The opposition that Hermes's theology had aroused during his lifetime became more effective soon after his death. As a result of a denunciation made by German bishops, his works were examined at length by a group of Roman theologians, including the Jesuit G. Perrone, and in the brief dum acerbissimas (H. Denzinger, Enchiridion symbolorum, 2738–2740), issued on Sept. 26, 1835, Gregory XVI condemned the rationalism judged to be implicit in Hermes's teaching and placed his works (including part of an incomplete work, Christkatholische Dogmatik, published in 1834 by Hermes's disciple, J. H. Achterfeldt) on the Index. In the following year a subsequent decree placed on the Index those parts of Hermes's Dogmatik that had not been listed in the original decree.

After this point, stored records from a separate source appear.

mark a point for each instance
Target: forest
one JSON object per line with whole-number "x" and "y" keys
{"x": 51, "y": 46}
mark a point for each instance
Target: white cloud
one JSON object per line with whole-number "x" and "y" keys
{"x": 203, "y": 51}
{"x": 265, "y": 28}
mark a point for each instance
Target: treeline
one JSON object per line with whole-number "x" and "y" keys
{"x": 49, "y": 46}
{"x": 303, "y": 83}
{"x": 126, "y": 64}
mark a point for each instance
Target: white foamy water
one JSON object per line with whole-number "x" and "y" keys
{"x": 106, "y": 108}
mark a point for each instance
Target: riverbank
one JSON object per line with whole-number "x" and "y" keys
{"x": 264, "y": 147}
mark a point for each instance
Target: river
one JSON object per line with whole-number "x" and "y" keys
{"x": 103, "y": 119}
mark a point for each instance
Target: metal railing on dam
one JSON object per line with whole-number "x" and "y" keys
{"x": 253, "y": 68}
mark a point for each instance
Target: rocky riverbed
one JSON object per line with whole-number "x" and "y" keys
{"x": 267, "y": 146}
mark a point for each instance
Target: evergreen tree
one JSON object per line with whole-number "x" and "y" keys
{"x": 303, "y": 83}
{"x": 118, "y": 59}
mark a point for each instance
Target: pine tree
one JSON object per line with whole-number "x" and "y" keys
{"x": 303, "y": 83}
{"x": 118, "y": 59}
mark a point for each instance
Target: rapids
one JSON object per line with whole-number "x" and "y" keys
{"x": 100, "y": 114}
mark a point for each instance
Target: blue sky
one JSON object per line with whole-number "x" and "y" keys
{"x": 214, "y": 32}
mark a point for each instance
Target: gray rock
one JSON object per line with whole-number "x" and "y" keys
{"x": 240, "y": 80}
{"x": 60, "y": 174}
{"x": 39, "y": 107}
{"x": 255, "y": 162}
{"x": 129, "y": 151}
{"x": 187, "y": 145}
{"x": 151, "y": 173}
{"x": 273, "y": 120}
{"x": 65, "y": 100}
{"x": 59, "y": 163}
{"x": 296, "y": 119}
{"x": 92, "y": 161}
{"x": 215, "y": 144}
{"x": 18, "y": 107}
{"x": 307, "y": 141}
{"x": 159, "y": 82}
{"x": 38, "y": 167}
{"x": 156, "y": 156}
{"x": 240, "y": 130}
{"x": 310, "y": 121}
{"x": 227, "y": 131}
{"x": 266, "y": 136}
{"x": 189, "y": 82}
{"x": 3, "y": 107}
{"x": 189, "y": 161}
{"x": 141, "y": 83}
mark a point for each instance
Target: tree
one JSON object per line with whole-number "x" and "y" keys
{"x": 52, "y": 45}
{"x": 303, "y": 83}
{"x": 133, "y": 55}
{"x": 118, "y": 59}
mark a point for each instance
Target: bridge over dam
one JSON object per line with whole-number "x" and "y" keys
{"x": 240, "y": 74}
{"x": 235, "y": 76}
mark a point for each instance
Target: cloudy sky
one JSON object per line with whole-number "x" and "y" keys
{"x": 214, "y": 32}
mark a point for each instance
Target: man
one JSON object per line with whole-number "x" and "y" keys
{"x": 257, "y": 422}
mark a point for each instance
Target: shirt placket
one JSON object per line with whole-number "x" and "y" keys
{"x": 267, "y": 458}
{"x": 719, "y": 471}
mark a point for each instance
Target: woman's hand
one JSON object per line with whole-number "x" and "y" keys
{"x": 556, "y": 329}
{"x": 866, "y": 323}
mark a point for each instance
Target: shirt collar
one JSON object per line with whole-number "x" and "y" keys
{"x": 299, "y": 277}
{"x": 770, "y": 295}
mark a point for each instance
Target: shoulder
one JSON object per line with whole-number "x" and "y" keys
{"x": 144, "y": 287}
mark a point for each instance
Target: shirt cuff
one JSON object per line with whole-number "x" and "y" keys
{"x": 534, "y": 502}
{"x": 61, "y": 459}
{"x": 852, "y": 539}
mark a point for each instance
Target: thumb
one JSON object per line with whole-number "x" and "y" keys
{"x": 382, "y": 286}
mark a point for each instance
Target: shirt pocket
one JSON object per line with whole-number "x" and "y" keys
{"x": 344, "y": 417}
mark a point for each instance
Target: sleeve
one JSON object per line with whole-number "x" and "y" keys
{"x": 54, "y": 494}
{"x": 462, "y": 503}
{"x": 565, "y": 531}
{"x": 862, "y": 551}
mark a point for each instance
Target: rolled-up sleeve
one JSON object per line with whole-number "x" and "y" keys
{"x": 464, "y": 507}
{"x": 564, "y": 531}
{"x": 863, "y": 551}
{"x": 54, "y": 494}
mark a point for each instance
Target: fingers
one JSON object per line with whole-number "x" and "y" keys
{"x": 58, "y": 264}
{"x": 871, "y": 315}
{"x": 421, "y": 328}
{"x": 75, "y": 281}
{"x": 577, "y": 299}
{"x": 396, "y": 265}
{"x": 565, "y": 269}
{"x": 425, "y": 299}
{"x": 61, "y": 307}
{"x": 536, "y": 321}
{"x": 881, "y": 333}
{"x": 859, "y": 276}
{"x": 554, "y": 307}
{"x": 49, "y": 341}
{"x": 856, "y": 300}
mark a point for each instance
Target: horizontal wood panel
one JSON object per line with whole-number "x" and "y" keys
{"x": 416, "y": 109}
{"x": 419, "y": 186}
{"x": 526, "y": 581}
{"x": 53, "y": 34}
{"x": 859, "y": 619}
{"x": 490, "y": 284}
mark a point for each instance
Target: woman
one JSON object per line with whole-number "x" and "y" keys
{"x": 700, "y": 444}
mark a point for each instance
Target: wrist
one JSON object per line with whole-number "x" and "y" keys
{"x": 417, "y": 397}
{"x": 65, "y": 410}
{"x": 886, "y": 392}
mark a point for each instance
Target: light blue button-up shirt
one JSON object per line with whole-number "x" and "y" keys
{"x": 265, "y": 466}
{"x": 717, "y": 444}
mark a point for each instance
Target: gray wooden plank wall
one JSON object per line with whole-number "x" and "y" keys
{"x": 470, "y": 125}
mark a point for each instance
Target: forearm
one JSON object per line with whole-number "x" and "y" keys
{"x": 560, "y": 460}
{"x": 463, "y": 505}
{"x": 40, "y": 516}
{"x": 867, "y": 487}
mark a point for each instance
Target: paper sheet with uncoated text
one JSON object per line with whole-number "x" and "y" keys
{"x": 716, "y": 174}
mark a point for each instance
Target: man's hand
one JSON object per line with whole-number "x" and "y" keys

This papal condemnation, which astonished Hermes's followers and which the Prussian government prevented from being published in Bonn, intensified rather than settled the controversy over Hermes's orthodoxy. The controversy became even more bitter when in 1836 Droste zu Vischering succeeded von Spiegel as archbishop of Cologne and required all his candidates for the priesthood to subscribe to 18 anti-Hermesian propositions. In 1837 two of Hermes's most prominent followers, P. J. Elvenich and J. W. Braun, went to Rome to appeal the condemnation. When Roman authorities rejected both this and all subsequent attempts to justify Hermes's orthodoxy, most of the Hermesians accepted the papal brief, and those who did not were removed from teaching. In 1852 the Hermesian Zeitschrift für Philosophie und katholische Theologie ceased publication. With that, hermesianism, later to be condemned at vatican council i, ceased to be an active theological movement.
See Also: semirationalism.
Bibliography: a. thouvenin, Dictionnaire de théologie catholique, 15 v. (Paris 1903–50) 6.2:2288–2303. r. schlund and e. hegel, Lexikon für Theologie und Kirche, 10 v. (2d new ed. Freiburg 1957–65) 5:258–261. a. fortescue, Encyclopedia of Religion and Ethics, ed. j. hastings, 13 v. (Edinburgh 1908–27) 6:624. h. reusch, Allgemeine deutsche Biographie (Leipzig 1875–1910) 12:192–196. p. tschackert, The New Schaff-Herzog Encyclopedia of Religious Knowledge, ed. s. m. jackson, 13 v. (Grand Rapids, Mich. 1951–54) 5:242–243. r. aubert, Le Problème de l'acte de foi (3d ed. Louvain 1958) 103–112. e. hocedez, Histoire de la the théologie au XIX esiècle (Brussels-Paris 1800–31) 1:177–203.